Rencana kolaborasi tersebut disampaikan Khofifah saat menerima audiensi Kepala BRIN Arif Satria di Gedung Negara Grahadi, Surabaya. Pertemuan itu turut dihadiri Menteri Pemberdayaan Perempuan dan Perlindungan Anak Arifatul Choiri Fauzi, Wakil Gubernur Jawa Timur Emil Elestianto Dardak, serta jajaran kepala perangkat daerah Pemprov Jatim.

Khofifah menyebut pertemuan tersebut sebagai langkah strategis untuk memperkuat ekosistem riset dan inovasi di Jawa Timur, sekaligus mendorong pemanfaatan teknologi tepat guna guna mendukung pertumbuhan ekonomi daerah yang berkelanjutan.

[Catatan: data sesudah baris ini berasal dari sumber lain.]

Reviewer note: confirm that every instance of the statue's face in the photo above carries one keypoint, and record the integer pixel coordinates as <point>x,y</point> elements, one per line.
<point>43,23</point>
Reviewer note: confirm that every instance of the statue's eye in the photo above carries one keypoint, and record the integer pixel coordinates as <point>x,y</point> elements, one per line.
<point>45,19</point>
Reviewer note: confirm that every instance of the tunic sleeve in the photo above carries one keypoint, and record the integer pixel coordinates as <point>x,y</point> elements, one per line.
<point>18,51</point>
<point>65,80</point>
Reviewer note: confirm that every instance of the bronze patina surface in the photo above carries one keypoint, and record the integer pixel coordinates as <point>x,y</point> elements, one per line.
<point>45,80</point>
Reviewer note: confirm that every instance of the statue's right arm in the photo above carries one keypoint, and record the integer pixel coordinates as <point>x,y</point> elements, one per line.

Ia menilai penguatan pemanfaatan produk inovasi hasil riset, pengembangan, serta penerapan ilmu pengetahuan dan teknologi penting agar dapat berkontribusi nyata bagi pembangunan nasional dan meningkatkan daya saing bangsa. Khofifah juga menekankan perlunya membuka akses informasi hasil riset seluas-luasnya kepada para pemangku kepentingan agar inovasi tidak berhenti di laboratorium, melainkan memberi dampak ekonomi dan sosial.

“Jawa Timur memiliki potensi besar dalam pemanfaatan riset dan inovasi. Maka yang terpenting adalah bagaimana hasil riset dapat diakses, dimanfaatkan, dan dikembangkan bersama oleh seluruh lapisan masyarakat,” kata Khofifah.

Menurut Khofifah, Pemprov Jatim akan memperkuat kolaborasi bersama BRIN untuk mempercepat hilirisasi hasil riset dan memperluas pemanfaatan inovasi di berbagai sektor. Ia juga menyampaikan BRIN memiliki sekitar 6.000 kekayaan intelektual, sebagian telah memiliki hak paten dan tersimpan dalam database nasional. Inovasi tersebut mencakup sektor pangan, kesehatan, energi, lingkungan, teknologi maritim, hingga pengolahan limbah.

Khofifah mencontohkan peluang kolaborasi di bidang kesehatan antara BRIN dan RSUD Dr. Soetomo, antara lain pengembangan alat kesehatan berbasis riset. Salah satu inovasi yang dinilai berpotensi dikerjasamakan ialah implan tulang, teknologi material medis untuk rekonstruksi tulang akibat cedera.

Di sektor pangan, ia menyebut inovasi food saver yang dinilai dapat mendukung efisiensi distribusi dan memperpanjang masa simpan komoditas pangan. Teknologi tersebut disebut dapat digunakan untuk penyimpanan beras, telur, dan gudang pangan agar kualitas produk terjaga lebih lama.

Sementara itu, Kepala BRIN Arif Satria mengapresiasi dukungan Pemprov Jatim dalam memperkuat ekosistem riset dan mempercepat hilirisasi inovasi di daerah. Ia menegaskan BRIN akan terus membuka ruang kerja sama dengan pemerintah daerah agar hasil riset dan inovasi dapat diterapkan secara nyata dan manfaatnya dirasakan langsung oleh masyarakat.